Application and Renewal
The registered tax return preparer application and renewal procedures set forth in the proposed regulations are generally consistent with the current procedures for becoming an enrolled agent. As part of the application process, the IRS may perform a tax compliance check on applicants to determine whether the applicant has filed all required individual or business tax returns and paid (or made arrangements to pay) all of his or her federal taxes.
Approved applicants will receive a registration card or certificate from the IRS (separate from any PTIN certificate that may be issued).
Registered tax return preparers will be required to periodically renew their registration, but the proposed regulations do not specify the renewal period, they merely say renewal will be required “as prescribed in forms, instructions, or other appropriate guidance” (Prop.
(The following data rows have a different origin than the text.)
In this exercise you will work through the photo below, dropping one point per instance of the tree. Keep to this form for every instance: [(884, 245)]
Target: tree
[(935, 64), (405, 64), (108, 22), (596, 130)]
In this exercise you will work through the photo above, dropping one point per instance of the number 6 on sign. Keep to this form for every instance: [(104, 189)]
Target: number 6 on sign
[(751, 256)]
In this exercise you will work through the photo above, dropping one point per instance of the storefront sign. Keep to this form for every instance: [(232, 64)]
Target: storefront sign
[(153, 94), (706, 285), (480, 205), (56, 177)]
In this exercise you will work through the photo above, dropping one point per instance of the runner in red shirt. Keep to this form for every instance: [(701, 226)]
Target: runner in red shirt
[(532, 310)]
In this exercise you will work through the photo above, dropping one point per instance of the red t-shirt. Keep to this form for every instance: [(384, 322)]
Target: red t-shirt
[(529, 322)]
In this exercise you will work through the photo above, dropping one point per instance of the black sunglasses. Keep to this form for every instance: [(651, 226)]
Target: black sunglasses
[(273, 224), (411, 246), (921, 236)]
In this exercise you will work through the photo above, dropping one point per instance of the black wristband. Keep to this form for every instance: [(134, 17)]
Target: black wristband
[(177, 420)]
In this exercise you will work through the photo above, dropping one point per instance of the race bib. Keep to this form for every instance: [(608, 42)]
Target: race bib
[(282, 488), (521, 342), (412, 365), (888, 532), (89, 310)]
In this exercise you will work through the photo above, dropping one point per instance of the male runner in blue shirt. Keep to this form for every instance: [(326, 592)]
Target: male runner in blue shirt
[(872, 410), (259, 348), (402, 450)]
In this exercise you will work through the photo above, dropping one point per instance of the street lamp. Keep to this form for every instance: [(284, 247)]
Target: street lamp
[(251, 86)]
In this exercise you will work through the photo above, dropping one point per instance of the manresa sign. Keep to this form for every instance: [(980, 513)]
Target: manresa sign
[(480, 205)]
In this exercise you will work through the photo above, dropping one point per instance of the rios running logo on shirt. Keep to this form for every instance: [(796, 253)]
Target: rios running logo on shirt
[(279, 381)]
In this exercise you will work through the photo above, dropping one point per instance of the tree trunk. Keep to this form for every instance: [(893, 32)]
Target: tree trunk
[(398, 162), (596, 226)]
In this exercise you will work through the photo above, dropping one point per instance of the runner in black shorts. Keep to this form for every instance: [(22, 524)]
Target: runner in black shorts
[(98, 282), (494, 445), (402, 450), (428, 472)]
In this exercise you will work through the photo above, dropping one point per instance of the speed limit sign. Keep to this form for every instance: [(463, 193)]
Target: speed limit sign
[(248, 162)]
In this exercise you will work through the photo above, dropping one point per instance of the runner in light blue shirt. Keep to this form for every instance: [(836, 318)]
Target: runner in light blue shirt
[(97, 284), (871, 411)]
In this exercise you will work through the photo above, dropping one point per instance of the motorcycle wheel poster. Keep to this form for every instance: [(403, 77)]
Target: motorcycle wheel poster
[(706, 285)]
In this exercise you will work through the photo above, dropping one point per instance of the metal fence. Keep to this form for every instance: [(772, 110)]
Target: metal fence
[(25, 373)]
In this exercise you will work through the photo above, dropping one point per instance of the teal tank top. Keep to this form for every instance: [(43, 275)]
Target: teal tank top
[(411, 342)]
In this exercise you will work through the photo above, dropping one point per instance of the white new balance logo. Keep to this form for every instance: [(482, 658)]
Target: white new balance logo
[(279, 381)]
Circular 230 § 10.6(d)(5)). To renew their registration, registered tax return preparers will be required to have completed 15 hours of continuing professional education each year, including a minimum of three hours of federal tax law updates, two hours of tax-related ethics, and 10 hours on federal tax law topics.
The IRS believes that the professional standards under Circular 230 § 10.34(a) should be consistent with the return preparer penalty standards under IRC § 6694. Therefore the proposed regulations broaden the guidelines under Circular 230 to provide that a practitioner may not “willfully, recklessly, or through gross incompetence,” sign a return or a claim for refund that the practitioner “knows or reasonably should know” contains a position—or advise a client to take a position on a tax return or claim for refund—that lacks a reasonable basis, is an unreasonable position as defined in IRC § 6694(a)(2), or is a “willful attempt by the practitioner to understate the liability for tax or a reckless or intentional disregard of rules or regulations” as described in IRC § 6694(b)(2) (Prop. Circular 230 § 10.34(a)).
This generally mirrors the section 6694 penalty standards, but under the proposed Circular 230 standards, a position on a tax return or claim for refund must always meet a reasonable basis standard. Also, the proposed regulations (unlike IRC § 6694(d)) contain no exception for when there is a final determination that there was no understatement of tax liability. Also different from the section 6694 standards, which can subject a preparer to discipline even for a single, unintentional error, the proposed regulations require willful, reckless or grossly incompetent conduct to subject the preparer to discipline under Circular 230 § 10.34(a).
The Worker, Homeownership, and Business Assistance Act of 2009, PL 111-92, instituted a mandatory e-filing requirement for most return preparers (those who anticipate filing more than 10 individual tax returns in a filing season), for returns filed after Dec. 31, 2010. The proposed regulations would amend Circular 230 to make failure to comply with this requirement “disreputable conduct,” subject to discipline under Circular 230.
The proposed regulations also include within the definition of “disreputable conduct,” preparing all or substantially all of, or signing as a compensated return preparer, a tax return or claim for refund when the practitioner does not possess a current or otherwise valid PTIN.
Effective Date and Comment Period
The proposed regulations are proposed to be effective 60 days after they are finalized. Before they are finalized, the IRS will consider written comments. In addition, the IRS has scheduled a public hearing on the proposed regulations for Oct. 8, at the IRS Building in Washington.